Engineers Canada is working to increase the representation of women within engineering through its 30 by 30 initiative. This initiative, first conceived by the Association of Professional Engineers and Geoscientists of Alberta in 2010, was adopted by Engineers Canada as the national goal of raising the percentage of newly licensed engineers who are women to 30 per cent by the year 2030. Thirty per cent is universally held as the tipping point for sustainable change—reaching 30 by 30 will help drive the shift in the overall membership of the engineering profession as more and more women continue to enter the profession.
“There have been dynamics and power struggles cutting out their (women’s’) voices in the past, and social media helps level that out,” “ Shaw added.
Constant for change
“The impact that social media has is much greater than any other kind of media.

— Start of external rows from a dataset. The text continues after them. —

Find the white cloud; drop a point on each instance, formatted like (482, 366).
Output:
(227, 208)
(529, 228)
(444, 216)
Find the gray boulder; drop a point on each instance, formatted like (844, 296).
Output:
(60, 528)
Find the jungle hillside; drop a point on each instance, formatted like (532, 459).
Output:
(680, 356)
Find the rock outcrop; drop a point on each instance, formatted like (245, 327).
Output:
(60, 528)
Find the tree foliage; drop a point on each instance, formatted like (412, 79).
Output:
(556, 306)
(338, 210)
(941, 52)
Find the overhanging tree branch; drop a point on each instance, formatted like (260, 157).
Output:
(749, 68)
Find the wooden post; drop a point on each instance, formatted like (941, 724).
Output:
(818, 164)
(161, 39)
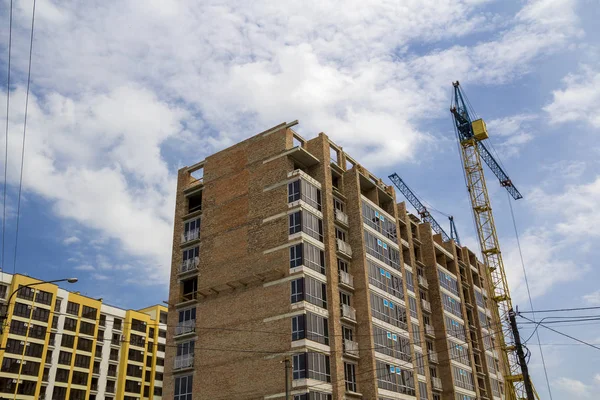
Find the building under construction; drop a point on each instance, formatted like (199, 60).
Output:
(295, 270)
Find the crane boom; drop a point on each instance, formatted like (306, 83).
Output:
(421, 209)
(470, 134)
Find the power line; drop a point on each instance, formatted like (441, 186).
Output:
(564, 334)
(6, 136)
(528, 290)
(24, 132)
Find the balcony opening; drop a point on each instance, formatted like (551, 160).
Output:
(189, 289)
(195, 202)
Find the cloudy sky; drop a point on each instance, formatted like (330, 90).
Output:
(126, 92)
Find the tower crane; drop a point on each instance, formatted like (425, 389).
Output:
(471, 135)
(422, 210)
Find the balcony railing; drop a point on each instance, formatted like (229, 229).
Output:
(343, 247)
(189, 265)
(185, 327)
(190, 235)
(426, 305)
(346, 279)
(348, 312)
(341, 217)
(185, 361)
(432, 357)
(350, 348)
(429, 330)
(189, 296)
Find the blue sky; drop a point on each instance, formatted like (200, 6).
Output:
(124, 93)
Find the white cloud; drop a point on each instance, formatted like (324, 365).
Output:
(573, 386)
(592, 298)
(85, 267)
(575, 207)
(579, 101)
(111, 108)
(71, 240)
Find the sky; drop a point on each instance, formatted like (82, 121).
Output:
(124, 93)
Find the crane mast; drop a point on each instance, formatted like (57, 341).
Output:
(470, 135)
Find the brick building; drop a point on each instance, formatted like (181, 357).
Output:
(287, 249)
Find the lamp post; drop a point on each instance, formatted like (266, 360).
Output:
(4, 313)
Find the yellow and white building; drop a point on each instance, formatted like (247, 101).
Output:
(58, 345)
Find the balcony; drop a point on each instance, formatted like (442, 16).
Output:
(346, 280)
(189, 265)
(185, 327)
(429, 331)
(432, 356)
(343, 248)
(190, 235)
(426, 305)
(185, 361)
(341, 217)
(348, 313)
(350, 348)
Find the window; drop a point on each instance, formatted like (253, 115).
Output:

And it’s always there,” Dezyanian said.
Shaw agreed that a constant through social media in a multi-faceted and evolving industry such as engineering, is grounding for her and her followers.
“One of the things that I’ve really enjoyed about becoming a content creator is finding other women engineers, scientists, and those in STEM who are advocating for women and those of different backgrounds. Collectively we’re having a massive impact,” Shaw said. “It’s great to have this kind of community. I want to help change the face and brand of engineering to have it be a profession that is accessible and open to new perspectives. This is the end of the pathway that I’m walking toward.”

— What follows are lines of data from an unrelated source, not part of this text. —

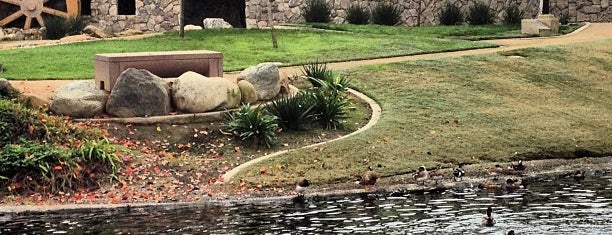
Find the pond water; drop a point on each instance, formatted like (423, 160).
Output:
(557, 205)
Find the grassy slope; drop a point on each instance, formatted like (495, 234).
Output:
(473, 109)
(242, 48)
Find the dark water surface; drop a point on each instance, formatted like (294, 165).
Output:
(554, 205)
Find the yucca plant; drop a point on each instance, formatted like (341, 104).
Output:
(316, 70)
(386, 13)
(480, 14)
(294, 112)
(450, 14)
(316, 11)
(356, 14)
(253, 124)
(513, 15)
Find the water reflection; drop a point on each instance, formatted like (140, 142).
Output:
(551, 205)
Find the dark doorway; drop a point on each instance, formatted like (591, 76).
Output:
(231, 11)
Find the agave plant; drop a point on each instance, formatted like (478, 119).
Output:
(294, 113)
(254, 124)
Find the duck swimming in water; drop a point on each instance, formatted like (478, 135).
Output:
(488, 219)
(458, 172)
(421, 175)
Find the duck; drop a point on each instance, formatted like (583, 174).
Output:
(488, 219)
(495, 171)
(579, 175)
(512, 184)
(369, 178)
(301, 186)
(518, 167)
(435, 174)
(458, 172)
(421, 175)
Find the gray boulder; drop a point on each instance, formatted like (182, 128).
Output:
(248, 92)
(265, 79)
(6, 89)
(95, 31)
(79, 99)
(195, 93)
(216, 23)
(138, 93)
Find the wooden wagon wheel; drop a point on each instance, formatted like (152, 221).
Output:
(34, 9)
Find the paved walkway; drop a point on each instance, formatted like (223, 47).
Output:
(591, 32)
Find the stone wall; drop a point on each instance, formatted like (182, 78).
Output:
(151, 15)
(423, 12)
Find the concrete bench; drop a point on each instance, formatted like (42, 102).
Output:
(165, 64)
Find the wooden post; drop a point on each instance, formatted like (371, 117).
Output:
(271, 25)
(182, 19)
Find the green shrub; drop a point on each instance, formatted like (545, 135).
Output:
(479, 14)
(386, 13)
(316, 70)
(42, 152)
(513, 15)
(253, 124)
(55, 27)
(58, 27)
(450, 14)
(356, 14)
(294, 113)
(316, 11)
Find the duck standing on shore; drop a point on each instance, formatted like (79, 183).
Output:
(421, 175)
(369, 178)
(458, 172)
(488, 219)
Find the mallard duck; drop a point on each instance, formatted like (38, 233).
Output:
(435, 174)
(421, 175)
(369, 178)
(518, 167)
(579, 175)
(458, 172)
(301, 186)
(495, 171)
(512, 184)
(488, 219)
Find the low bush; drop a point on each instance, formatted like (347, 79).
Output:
(59, 27)
(356, 14)
(316, 11)
(479, 14)
(253, 124)
(386, 13)
(294, 113)
(513, 15)
(450, 14)
(49, 154)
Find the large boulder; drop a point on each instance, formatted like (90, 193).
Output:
(79, 99)
(216, 23)
(248, 92)
(265, 79)
(6, 89)
(138, 93)
(195, 93)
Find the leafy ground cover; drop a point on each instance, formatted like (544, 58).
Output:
(242, 48)
(524, 104)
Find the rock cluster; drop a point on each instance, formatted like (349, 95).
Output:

Other social media platforms
Shaw and Dezyanian agree that other social media platforms are also useful for Engineering and STEM, such as connections on LinkedIn and access to different demographics through TikTok.
Well-known YouTubers Mark Rober and James Dobson (aka The Hacksmith) have definitely amassed quite the followings, respectively, as well.

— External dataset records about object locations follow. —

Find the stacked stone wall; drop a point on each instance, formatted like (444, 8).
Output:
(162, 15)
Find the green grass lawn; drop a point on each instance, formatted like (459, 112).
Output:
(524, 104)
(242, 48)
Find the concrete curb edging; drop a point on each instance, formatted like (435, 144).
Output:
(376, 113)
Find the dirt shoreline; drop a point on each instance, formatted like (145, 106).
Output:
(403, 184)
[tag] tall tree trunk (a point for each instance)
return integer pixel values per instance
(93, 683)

Mark Rober, an American YouTuber, engineer and inventor, is known for his YouTube videos on popular science and do-it-yourself gadgets. Before YouTube, Rober was an engineer with NASA for nine years where he spent seven years working on the Curiosity rover at NASA's Jet Propulsion Laboratory. Rober has 22.3 million subscribers with his channel that he started in 2011, which catches the attention of many engineers, scientists, and young people with topics such as: How to Survive a 5 Mile Fall Without a Parachute, What If All Toilets Flushed at Once, and How Do Astronauts Weigh Themselves? Rober’s team replied by email to indicate that he and the team were unfortunately very busy and unable to support this (interview) opportunity.
James Hobson is also known for his YouTube channel Hacksmith Industries and has been a presenter and prominent figure on the channel as well as TEDx Talks on his aspirations as an engineer. He has covered topics to engage young engineers and the young at heart including the Bionic Arm, the Plasma Proto-Lightsaber (with retractable blade) and the Real Iron Man Repulsor. Hobson could not be reached for this article.